Phone, wallet, keys... sunscreen?
Experts are now recommending Australians and New Zealanders make applying sunscreen part of their daily routine, alongside brushing their teeth.
The change in policy follows current research, which shows that damage accumulated through everyday sun exposure can be just as harmful as sunburn.
A recent Sunscreen Summit of leading research, public health, and advocacy bodies reviewed a wide body of research into skin cancer prevention, as well as the safety and efficacy of sunscreen use to develop the new recommendations.
Dr Zoe Wainer, Head of Public Health for Bupa welcomed the new policy.

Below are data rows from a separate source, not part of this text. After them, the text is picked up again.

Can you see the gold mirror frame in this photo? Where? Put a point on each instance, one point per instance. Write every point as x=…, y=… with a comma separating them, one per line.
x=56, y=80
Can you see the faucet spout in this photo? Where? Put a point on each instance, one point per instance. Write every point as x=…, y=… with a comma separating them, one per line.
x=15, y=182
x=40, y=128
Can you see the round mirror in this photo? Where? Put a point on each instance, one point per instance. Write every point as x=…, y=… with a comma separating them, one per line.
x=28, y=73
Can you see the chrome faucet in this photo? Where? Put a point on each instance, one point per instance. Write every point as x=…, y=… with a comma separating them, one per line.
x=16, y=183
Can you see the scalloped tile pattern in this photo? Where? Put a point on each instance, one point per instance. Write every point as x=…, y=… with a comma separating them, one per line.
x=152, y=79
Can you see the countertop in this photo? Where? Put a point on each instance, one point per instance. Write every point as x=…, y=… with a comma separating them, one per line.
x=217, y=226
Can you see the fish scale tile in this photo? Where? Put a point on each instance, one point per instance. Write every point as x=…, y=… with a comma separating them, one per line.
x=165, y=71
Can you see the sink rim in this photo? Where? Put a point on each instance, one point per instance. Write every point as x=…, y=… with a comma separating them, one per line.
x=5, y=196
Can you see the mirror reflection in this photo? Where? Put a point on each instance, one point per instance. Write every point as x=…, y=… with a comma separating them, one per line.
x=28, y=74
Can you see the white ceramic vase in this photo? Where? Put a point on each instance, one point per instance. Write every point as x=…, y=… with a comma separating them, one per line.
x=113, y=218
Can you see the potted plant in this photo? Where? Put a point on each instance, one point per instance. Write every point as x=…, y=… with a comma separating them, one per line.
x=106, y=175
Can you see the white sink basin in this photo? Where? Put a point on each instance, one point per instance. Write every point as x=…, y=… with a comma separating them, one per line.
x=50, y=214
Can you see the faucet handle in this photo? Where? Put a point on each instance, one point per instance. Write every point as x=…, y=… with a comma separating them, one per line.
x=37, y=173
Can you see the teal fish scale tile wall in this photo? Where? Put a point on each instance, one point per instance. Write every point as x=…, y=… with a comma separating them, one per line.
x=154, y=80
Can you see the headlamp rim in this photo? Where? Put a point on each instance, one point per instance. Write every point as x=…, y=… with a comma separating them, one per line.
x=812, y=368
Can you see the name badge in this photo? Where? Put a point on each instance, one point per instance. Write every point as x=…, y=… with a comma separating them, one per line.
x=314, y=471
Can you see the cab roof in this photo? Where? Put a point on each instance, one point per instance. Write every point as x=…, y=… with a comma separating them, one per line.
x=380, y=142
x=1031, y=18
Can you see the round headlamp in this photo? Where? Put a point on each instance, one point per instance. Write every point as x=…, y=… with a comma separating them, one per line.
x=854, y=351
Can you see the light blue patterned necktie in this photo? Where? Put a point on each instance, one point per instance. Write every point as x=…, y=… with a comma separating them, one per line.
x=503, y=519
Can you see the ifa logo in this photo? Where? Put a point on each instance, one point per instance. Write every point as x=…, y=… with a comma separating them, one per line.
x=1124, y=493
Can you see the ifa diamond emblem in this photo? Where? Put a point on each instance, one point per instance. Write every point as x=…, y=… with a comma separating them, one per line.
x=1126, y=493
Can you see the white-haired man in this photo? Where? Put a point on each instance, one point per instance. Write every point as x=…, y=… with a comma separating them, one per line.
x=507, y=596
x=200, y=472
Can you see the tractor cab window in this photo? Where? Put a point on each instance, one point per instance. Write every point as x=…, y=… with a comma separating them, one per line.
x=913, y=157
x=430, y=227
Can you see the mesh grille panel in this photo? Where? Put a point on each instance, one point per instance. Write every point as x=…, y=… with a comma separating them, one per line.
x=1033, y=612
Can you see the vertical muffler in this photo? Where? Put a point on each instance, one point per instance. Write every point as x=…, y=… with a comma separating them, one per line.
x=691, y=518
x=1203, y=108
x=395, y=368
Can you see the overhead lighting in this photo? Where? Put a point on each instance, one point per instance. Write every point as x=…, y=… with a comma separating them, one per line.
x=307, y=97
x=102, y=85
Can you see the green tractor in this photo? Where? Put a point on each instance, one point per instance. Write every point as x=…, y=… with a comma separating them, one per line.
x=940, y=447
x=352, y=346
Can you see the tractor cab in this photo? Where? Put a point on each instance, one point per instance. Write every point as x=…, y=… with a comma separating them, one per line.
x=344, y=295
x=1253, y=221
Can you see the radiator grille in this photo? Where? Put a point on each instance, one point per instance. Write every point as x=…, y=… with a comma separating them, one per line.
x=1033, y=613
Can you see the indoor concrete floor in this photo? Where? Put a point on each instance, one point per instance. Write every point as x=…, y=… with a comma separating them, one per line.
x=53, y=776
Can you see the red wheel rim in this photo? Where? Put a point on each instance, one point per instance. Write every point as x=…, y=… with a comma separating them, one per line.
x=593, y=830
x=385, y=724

The risks associated with a day at the beach or taking the kids to the park have been long-known. Yet we rarely take the same preventative measures for everyday activities, like driving or hanging out the washing where our face arms and neck are just as exposed to the sun.
Australia and New Zealand have the highest rates of skin cancers in the world, and the numbers are rising despite the success of preventative campaigns.

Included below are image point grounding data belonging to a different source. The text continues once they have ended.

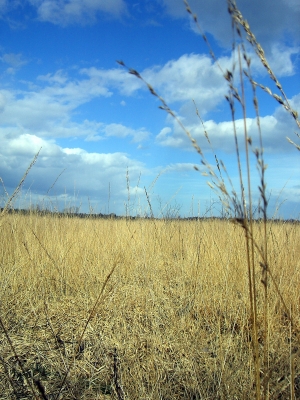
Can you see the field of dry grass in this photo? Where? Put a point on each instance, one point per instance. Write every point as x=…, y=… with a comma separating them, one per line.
x=173, y=321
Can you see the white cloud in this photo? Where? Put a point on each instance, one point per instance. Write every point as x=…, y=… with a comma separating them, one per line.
x=65, y=12
x=121, y=131
x=192, y=76
x=274, y=129
x=86, y=173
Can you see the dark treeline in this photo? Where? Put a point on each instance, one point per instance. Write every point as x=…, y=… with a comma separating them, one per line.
x=66, y=214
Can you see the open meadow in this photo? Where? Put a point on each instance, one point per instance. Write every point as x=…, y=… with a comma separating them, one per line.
x=171, y=321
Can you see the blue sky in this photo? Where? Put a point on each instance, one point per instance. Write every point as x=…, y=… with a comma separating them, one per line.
x=101, y=131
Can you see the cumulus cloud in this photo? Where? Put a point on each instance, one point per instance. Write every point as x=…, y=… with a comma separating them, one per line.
x=274, y=128
x=192, y=76
x=121, y=131
x=18, y=149
x=66, y=12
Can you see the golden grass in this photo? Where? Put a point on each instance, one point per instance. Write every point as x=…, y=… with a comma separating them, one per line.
x=173, y=320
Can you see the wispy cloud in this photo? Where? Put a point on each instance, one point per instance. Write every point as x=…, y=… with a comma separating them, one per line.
x=66, y=12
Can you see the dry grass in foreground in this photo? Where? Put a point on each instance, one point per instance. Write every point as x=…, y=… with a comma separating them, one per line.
x=173, y=321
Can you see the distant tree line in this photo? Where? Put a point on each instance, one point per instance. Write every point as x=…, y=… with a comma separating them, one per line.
x=73, y=213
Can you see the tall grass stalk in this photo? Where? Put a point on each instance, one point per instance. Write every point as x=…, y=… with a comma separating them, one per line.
x=242, y=209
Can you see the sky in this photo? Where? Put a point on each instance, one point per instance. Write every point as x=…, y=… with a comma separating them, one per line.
x=105, y=145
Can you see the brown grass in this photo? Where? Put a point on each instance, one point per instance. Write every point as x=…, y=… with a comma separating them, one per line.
x=174, y=318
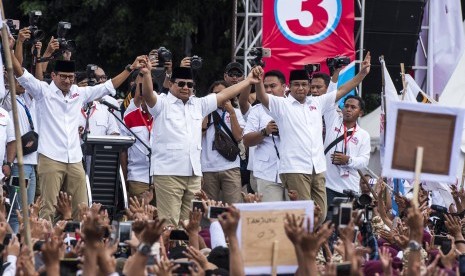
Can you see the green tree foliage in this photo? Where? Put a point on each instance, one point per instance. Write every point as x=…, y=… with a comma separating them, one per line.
x=111, y=33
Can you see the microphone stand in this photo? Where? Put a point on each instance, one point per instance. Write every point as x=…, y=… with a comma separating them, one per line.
x=149, y=154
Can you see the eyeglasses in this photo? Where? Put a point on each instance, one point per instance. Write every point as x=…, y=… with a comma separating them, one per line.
x=271, y=86
x=64, y=77
x=100, y=78
x=297, y=85
x=233, y=74
x=183, y=83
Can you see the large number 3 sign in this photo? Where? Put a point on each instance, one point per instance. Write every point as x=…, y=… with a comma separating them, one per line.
x=307, y=21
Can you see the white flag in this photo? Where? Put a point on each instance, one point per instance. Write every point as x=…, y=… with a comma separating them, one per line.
x=446, y=42
x=389, y=88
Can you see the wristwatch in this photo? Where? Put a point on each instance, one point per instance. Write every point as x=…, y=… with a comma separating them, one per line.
x=414, y=246
x=144, y=249
x=349, y=161
x=128, y=68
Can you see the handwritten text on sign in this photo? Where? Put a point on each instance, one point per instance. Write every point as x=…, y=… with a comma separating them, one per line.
x=260, y=229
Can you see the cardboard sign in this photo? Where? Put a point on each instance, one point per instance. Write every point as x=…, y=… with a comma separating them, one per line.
x=260, y=225
x=436, y=128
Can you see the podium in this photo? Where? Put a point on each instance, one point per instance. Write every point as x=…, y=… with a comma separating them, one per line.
x=105, y=183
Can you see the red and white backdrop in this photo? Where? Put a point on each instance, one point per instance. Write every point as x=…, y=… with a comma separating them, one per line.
x=299, y=32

Shannon Pinney moved to Australia from Connecticut in the United States six years ago, and immediately noticed the Australian sun was stronger.
I’ve noticed more freckles and moles on my skin since moving here and have had a few suspicious moles removed. I make sure I get checked regularly now, and I’ve changed my daily skin regime to include SPF in both face and body creams
People living in Australia and New Zealand are now advised to apply sunscreen on every day when the UV index is predicted to reach 3 or above.
Concerns about adverse reactions or vitamin D production were also considered by the Sunscreen Summit, which found that while a very small percentage of people may have a reaction there was consistent and compelling evidence that sunscreen is safe to use.